I can feel so much potential to feel better and refine my processes. There are many things I would like to allow into my experience, and now I know how to do it.

And without planning it, blogging has become a new experience for me and a wonderful discipline and tool for helping me train my focus.

Being able to write here fulfils an old desire that my writing become more like my private journaling in terms of ease and content.

I’ve written 55 posts in this thirty days. To put that in perspective, the previous 55 posts took about six months to write.

Blogging each day not only kept me focused, it also helped me develop my thoughts and deepen my understanding of this path I’m on.

I don’t yet know what form the next segment will take, but I want blogging to be part of it, and I want it to take my new habits even further.

Thank you for following, reading, and liking my posts! Having you reading my posts has helped keep me honest and on-track!

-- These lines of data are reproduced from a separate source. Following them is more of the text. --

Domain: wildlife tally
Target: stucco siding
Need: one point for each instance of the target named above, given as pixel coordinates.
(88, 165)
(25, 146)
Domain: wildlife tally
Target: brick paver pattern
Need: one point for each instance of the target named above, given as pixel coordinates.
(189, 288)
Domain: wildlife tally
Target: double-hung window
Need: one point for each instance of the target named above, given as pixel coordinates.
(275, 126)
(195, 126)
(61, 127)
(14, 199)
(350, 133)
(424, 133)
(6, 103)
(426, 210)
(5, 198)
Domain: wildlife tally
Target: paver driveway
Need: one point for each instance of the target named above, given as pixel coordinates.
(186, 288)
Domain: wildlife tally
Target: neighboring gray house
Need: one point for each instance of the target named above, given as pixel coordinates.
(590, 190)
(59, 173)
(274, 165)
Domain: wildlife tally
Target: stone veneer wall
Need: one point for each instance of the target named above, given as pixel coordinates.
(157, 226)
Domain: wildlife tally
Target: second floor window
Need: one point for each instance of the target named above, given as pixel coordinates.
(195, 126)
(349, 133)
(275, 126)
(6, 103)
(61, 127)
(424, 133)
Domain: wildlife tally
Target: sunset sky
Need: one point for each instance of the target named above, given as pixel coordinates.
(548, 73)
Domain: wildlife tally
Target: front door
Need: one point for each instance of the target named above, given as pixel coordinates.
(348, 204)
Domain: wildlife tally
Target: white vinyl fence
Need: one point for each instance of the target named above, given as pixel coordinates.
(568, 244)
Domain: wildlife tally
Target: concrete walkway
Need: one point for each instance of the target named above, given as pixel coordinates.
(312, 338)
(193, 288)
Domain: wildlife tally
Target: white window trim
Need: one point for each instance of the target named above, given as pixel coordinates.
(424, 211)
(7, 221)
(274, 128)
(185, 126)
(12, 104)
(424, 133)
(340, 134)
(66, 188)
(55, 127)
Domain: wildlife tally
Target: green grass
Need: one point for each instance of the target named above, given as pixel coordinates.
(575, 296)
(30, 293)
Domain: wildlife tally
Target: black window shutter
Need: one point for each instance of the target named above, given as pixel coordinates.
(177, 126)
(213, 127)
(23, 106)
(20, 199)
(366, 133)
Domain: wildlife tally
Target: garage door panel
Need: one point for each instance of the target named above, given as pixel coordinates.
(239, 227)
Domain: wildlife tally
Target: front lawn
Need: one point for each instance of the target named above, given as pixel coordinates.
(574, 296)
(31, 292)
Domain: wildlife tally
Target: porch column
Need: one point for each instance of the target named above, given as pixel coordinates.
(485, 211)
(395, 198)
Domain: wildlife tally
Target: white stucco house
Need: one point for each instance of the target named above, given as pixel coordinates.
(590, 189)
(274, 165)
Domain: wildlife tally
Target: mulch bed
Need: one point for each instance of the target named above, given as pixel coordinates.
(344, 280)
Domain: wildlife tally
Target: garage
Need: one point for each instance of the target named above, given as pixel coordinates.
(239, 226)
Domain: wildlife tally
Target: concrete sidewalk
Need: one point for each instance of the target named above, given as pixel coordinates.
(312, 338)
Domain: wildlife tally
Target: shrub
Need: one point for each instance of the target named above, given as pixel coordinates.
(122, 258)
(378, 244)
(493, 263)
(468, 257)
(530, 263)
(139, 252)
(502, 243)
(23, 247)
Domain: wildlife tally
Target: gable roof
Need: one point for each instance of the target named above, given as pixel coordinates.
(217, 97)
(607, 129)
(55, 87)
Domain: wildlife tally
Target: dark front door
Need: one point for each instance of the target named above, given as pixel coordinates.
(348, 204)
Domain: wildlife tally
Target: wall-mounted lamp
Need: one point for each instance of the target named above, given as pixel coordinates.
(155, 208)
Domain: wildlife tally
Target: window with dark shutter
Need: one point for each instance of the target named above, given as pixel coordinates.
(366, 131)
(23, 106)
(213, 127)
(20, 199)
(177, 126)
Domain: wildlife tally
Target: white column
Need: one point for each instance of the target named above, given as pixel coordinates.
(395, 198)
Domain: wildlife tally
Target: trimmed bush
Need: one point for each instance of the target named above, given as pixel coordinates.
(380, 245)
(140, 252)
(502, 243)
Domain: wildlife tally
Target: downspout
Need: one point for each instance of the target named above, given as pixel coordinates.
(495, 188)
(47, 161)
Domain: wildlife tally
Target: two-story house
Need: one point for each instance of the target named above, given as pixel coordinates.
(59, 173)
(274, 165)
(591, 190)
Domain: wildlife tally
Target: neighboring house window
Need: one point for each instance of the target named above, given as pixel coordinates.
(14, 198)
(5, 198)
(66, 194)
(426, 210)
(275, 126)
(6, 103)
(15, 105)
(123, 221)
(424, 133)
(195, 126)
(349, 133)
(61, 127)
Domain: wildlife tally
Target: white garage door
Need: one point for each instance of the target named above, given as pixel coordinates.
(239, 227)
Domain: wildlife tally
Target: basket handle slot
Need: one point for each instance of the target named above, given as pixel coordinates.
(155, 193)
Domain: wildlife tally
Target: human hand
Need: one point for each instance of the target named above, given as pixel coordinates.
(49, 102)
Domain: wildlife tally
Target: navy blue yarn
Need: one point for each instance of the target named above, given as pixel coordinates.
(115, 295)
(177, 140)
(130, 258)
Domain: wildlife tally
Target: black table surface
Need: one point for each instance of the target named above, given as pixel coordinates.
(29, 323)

Acceptance: nothing changes, everything changes

One of the biggest problems with acceptance as a practice is that it is often presented as a means of bringing about personal change and improving your life.

The idea is that if you accept yourself for you who are, your life will change for the better.

On one level this is true, if only because acceptance is such an unfamiliar and unusual path for us to take that it is all but guaranteed to bring about a different set of outcomes.

But it is also true that everything in life is always changing anyway. If you begin accepting your experience or your reality, then you will feel less conflicted about the normal ensuing changes to your life. Life will seem to change for the better, because it is always changing and you now feel better about it.

A third aspect of change is that our refusal to accept our experience often hinges on consistent themes. I won’t accept my reality because I am not rich and powerful enough, or because I haven’t met the partner of my dreams, or because I am deeply insecure about my status.

But when we accept our experience, those themes dissipate. We might find, all of a sudden, that our anxiety about future career prospects drains away when we accept other parts of our experience. The disappearance of those compensatory themes will often feel like a change for the better too.

With all these changes going on, it’s entirely likely that other changes in our experience will occur as well. If you aren’t walking around obsessing about power and money, you might notice things you never noticed before. People might treat you differently. You might find different motives and intentions arising in you.

So, yes, accepting your experience does bring about change. But it is best to be clear about the kinds of changes that might occur, because “self-improvement” is a potent theme for many of us, and “accept your experience” can become grist for the mill of “if I do this, I’ll become a better person and my life will change for the better!”

I think we need to balance out the overly positive messages about acceptance and change.

This experience is the only reality there is for you, and your refusal to accept it is at the heart of all the delusions and complexities that arise over the course of a lifetime.

Reality is not what you think it is. Acceptance is first and foremost about reversing the impulse to run away, to create new distractions or compensate for the perceived inadequacies in your experience.

Beware the allure of acceptance as a means of personal change. You cannot practice genuine acceptance if you are using it as a means of changing your experience. That hidden motive will undermine any attempt at accepting your experience, because it constitutes a prior rejection of your experience.

I’ve found that there are times when I cannot seem to accept my experience. In fact it almost feels as though I don’t know what my experience is, so how can I accept it? This “moving target” feeling does not respond to efforts to accept it.

It doesn’t respond, because it is already a response in its own right, to something buried a little deeper. We can’t accept things that are not part of our experience through denial or ignorance. In these situations the best we can do is accept that we are reacting to, or hiding from, something else.

Usually that ‘something else’ will appear if we turn our attention to it, then we can try to accept in turn this previously hidden element of our experience.